IPF is a chronic and progressive lung disease. Despite its unknown causes, several reports have suggested that multiple genetic factors are involved in IPF development. The team of researchers recently identified 26 gene variants (called single nucleotide polymorphisms, SNPs, a difference in a single nucleotide that occurs at a specific position in the genome) as potentially associated with IPF. These variants are linked to several cellular pathways (including mucin production, cell-cycle regulation, and pro-inflammatory and profibrotic signaling pathways). Mucins are the major constituents of normal mucus, a barrier that provides protection for the epithelial cells that line the respiratory and gastrointestinal tract.

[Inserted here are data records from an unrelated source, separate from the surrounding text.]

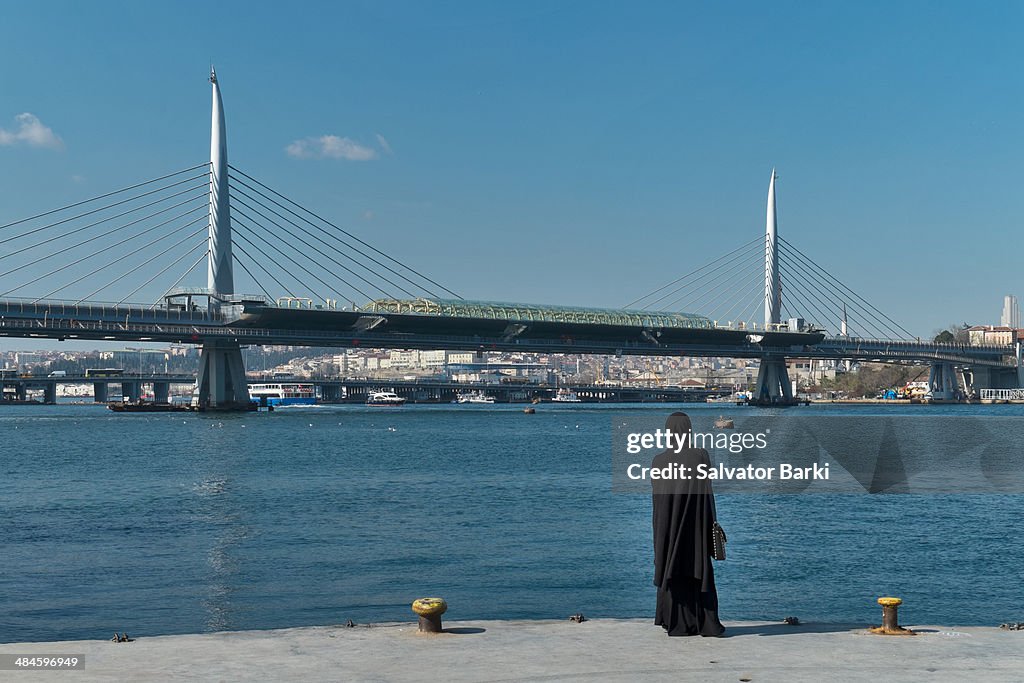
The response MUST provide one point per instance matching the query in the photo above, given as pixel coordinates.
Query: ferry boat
(385, 398)
(564, 395)
(283, 394)
(474, 397)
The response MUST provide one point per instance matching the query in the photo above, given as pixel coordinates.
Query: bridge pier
(773, 386)
(131, 390)
(161, 392)
(221, 380)
(943, 384)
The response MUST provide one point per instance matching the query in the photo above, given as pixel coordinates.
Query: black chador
(683, 513)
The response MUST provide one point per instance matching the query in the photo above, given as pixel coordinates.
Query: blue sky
(561, 153)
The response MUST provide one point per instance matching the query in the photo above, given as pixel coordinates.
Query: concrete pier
(596, 649)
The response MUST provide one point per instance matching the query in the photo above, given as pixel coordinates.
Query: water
(180, 523)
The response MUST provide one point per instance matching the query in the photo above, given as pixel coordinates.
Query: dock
(604, 649)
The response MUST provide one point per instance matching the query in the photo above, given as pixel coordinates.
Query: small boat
(474, 397)
(385, 399)
(283, 394)
(145, 407)
(564, 395)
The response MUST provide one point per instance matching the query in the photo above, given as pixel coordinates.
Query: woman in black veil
(683, 514)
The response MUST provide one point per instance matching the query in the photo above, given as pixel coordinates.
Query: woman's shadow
(790, 630)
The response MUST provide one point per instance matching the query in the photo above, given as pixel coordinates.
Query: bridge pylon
(943, 384)
(221, 382)
(773, 387)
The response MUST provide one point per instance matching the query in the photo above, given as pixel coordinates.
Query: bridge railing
(57, 307)
(910, 343)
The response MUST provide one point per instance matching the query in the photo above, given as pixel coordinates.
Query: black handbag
(718, 542)
(718, 539)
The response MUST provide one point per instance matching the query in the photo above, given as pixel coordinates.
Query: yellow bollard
(890, 623)
(430, 610)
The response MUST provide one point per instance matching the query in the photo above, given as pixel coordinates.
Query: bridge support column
(1019, 352)
(942, 383)
(773, 386)
(161, 392)
(131, 390)
(221, 378)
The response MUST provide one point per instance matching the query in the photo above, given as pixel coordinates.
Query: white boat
(474, 397)
(283, 394)
(385, 398)
(564, 395)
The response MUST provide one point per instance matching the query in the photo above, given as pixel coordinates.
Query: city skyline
(525, 204)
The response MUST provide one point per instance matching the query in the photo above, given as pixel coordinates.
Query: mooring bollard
(890, 622)
(430, 610)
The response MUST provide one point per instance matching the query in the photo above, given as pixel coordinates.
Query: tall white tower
(219, 275)
(1011, 312)
(221, 382)
(773, 293)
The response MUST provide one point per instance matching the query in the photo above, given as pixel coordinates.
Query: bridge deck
(266, 325)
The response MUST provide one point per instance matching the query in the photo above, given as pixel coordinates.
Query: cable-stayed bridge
(127, 266)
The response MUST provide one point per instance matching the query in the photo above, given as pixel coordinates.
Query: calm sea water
(171, 523)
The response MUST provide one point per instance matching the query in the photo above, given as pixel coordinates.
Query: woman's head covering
(679, 423)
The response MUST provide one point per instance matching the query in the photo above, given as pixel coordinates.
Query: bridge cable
(873, 325)
(121, 258)
(739, 252)
(238, 260)
(283, 253)
(806, 299)
(838, 282)
(712, 295)
(811, 293)
(102, 250)
(344, 231)
(97, 237)
(750, 257)
(331, 246)
(689, 274)
(757, 283)
(165, 269)
(791, 264)
(140, 265)
(333, 260)
(263, 268)
(332, 239)
(253, 235)
(100, 197)
(111, 206)
(885, 332)
(180, 278)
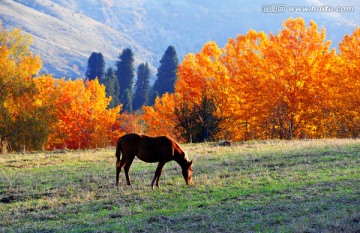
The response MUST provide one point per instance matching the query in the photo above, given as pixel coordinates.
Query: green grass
(256, 186)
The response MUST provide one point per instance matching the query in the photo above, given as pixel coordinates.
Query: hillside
(66, 32)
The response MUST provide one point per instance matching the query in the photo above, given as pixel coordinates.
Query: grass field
(256, 186)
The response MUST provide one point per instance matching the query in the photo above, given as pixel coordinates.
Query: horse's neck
(181, 161)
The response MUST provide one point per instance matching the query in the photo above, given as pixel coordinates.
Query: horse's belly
(148, 159)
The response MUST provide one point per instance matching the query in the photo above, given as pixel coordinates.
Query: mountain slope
(65, 39)
(67, 31)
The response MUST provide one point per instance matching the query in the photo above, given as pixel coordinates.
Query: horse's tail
(118, 149)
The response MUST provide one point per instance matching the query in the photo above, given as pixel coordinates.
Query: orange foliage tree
(346, 101)
(285, 85)
(22, 121)
(83, 120)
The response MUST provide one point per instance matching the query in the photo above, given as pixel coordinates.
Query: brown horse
(151, 150)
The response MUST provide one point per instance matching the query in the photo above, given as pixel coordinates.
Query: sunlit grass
(266, 186)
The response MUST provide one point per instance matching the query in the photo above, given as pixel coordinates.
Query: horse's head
(187, 172)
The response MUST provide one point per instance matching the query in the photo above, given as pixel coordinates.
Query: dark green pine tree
(166, 75)
(142, 86)
(96, 67)
(125, 76)
(112, 87)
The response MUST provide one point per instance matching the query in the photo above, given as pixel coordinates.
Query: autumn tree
(346, 101)
(83, 119)
(23, 121)
(297, 61)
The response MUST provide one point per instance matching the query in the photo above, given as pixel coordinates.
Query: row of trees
(285, 85)
(120, 82)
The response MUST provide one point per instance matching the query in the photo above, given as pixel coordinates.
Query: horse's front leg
(127, 168)
(119, 166)
(157, 175)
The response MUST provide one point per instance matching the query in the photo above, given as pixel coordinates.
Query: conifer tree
(112, 87)
(166, 75)
(142, 86)
(96, 67)
(125, 76)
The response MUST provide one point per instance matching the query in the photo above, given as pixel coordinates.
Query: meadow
(254, 186)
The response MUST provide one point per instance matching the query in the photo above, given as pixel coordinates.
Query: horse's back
(130, 143)
(155, 149)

Now, these researchers, from across Europe, investigated whether the 26 IPF candidate genetic variants might indeed exist in IPF patients in four different European populations – Czech, German, Greek, and French – representing Central, Southern, and Western Europe.

The team enrolled 165 IPF patients (41 Czechs, 33 Germans, 40 Greeks, and 51 French). They isolated genomic DNA from patients’ peripheral blood leukocytes, or white blood cells. The DNA was sequenced, and researchers analyzed the distribution of the 26 variants in all four populations.

They found a significant statistical association between one variant (rs35705950) of mucin encoding MUC5B gene and IPF susceptibility in all of these groups. Another variant (rs7934606) in the MUC2 gene was significant among German patients and combined European IPF cases. Notably, the MUC5B rs35705950 variant was also reported in a previous study to be present in U.S. populations of European descent. Other variants also positively associated with either individual European populations (TP53 rs12602273, ACE-II rs4277405, ACE-II rs4459609, TERT rs2736100, ATP11A rs1278769, and IL-1α rs1800587), or with the general population, specifically MUC2 (rs79834606) and TF (rs1799899).

Overall, the results strongly linked mucin-encoding gene variants with IPF in European populations and in those of European descent. Additional studies are required to fully understand the association of other variants to IPF, and to determine whether these genetic variants can be used as IPF genetic risk markers.